BAGHDAD — Five U.S. soldiers died in a roadside bomb blast Monday as fighting raged in Mosul, a northern city identified by Iraqi and American officials as a key hub for Sunni militants.
Soon after the troops' vehicle blew up, unidentified men in a Mosul mosque sprayed gunfire at the rest of the unit, which returned fire, the U.S. Army said in a statement.
Iraqi soldiers stormed the mosque, but the gunmen had fled, according to the statement. The battle lasted nearly an hour, police said. At least 3,940 U.S. soldiers have died in Iraq since 2003, according to icasualties.org, a website that keeps an unofficial tally of American military deaths.
Thirty-six U.S. soldiers have died this month, up from 23 in December, but still a major decline from the first half of 2007, when more than 100 deaths were recorded monthly from April through June. Six of those killed this month died in a booby-trapped house in Diyala province, northeast of the capital.

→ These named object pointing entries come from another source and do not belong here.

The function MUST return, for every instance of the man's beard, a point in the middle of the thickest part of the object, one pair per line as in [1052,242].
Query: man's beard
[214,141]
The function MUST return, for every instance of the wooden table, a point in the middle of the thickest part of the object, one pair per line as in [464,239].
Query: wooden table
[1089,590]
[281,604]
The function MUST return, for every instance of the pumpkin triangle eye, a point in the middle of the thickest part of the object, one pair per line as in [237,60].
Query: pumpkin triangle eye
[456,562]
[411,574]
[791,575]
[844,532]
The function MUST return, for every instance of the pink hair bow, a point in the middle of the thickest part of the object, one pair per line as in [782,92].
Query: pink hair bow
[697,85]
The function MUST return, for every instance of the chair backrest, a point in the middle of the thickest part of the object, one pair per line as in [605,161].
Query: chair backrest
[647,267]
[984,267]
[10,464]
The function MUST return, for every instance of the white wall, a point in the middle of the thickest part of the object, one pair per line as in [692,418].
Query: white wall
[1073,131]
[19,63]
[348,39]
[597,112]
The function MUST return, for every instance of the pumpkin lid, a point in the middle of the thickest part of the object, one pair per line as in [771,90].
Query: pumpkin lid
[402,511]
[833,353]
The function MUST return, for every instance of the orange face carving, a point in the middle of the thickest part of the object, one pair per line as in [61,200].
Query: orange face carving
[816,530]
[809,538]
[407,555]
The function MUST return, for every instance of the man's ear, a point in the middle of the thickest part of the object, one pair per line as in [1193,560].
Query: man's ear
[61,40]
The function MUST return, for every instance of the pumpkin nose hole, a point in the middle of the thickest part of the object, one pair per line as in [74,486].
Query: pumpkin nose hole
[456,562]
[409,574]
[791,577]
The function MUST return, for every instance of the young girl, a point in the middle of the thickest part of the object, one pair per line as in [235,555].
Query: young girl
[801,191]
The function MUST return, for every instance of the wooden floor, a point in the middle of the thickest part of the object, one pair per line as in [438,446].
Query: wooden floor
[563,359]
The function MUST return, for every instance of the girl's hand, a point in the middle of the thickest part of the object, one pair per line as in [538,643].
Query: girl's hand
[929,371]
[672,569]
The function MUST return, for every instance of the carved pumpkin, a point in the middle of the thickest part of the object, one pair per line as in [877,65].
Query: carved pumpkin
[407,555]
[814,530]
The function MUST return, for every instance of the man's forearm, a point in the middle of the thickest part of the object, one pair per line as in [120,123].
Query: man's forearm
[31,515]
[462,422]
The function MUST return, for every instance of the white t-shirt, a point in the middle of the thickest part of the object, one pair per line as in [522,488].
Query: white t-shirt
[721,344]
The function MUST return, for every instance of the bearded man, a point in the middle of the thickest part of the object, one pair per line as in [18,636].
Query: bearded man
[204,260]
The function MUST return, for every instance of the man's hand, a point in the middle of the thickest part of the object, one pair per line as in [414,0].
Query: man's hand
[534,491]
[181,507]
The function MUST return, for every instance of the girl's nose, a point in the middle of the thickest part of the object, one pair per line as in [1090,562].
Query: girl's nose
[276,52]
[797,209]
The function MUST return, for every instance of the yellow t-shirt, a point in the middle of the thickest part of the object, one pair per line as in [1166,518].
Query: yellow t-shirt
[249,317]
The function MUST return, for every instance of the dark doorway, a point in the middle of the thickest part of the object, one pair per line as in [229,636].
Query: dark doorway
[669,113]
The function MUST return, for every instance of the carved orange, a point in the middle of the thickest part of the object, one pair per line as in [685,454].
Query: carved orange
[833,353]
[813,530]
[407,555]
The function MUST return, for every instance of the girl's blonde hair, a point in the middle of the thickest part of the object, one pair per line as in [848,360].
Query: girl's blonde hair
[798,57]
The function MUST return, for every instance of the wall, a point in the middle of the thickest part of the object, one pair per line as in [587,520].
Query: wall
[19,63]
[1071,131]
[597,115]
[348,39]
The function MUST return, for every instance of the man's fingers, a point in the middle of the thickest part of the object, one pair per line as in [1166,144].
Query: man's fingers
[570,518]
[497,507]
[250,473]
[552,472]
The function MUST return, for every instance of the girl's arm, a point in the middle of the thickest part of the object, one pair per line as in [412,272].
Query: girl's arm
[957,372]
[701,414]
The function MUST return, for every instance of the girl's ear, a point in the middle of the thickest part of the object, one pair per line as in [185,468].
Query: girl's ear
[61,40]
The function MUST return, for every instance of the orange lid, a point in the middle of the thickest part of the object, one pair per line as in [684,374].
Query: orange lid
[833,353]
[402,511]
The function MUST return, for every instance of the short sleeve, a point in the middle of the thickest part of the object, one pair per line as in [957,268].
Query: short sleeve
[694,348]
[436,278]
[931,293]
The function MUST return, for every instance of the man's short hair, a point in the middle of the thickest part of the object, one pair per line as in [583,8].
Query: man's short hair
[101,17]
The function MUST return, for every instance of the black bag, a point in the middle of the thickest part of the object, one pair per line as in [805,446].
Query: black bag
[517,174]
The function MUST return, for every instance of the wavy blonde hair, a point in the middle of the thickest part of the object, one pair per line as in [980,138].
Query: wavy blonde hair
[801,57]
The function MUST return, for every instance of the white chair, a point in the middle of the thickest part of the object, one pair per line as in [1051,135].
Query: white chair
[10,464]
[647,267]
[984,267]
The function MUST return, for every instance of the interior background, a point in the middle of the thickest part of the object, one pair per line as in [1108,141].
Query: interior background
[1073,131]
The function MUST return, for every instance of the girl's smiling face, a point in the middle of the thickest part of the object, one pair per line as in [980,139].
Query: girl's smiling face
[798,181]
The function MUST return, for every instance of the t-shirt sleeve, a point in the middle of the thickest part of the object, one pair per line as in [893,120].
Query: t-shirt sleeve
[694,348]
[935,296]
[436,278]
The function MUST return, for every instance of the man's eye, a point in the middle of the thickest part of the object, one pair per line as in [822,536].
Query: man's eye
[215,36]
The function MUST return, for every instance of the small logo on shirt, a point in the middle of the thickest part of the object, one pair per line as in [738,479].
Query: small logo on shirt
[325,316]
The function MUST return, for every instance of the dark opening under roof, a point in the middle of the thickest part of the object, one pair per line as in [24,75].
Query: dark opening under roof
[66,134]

U.S. and Iraqi officials have called Mosul the last urban bastion of Al Qaeda in Iraq after largely quelling violence from the group in Baghdad and the Anbar and Diyala provinces. In November 2004, Sunni Arab insurgents briefly overran the northern city. Many veterans of the late dictator Saddam Hussein's army reside in Mosul and are believed to have lent their expertise to Sunni fighters opposed to the new U.S.-backed government.
U.S. military spokesman Rear Adm. Greg Smith on Jan. 20 labeled Mosul the one Iraqi city that remains "a center of influence" for Sunni radicals. Three thousand U.S. troops are stationed in the region around Mosul, which is home to 1.7 million people and is fraught with tensions between Arabs and Kurds.
"Mosul was used for a long time as a hub between the Syrian borders and the rest of Iraq. It is also a province with a contentious ethnic fault line with the Kurdistan regional government," said Iraq's national security advisor, Mowaffak Rubaie.
Additional Iraqi tanks and aircraft arrived in Mosul on Sunday as Iraqi officials vowed to root out Al Qaeda in Iraq after a booby-trapped building exploded Wednesday. Initial reports said 34 people died in the blast, but an Iraqi Red Crescent Organization report released over the weekend said 60 had been killed. A suicide bomber killed the police chief of Nineveh province Thursday.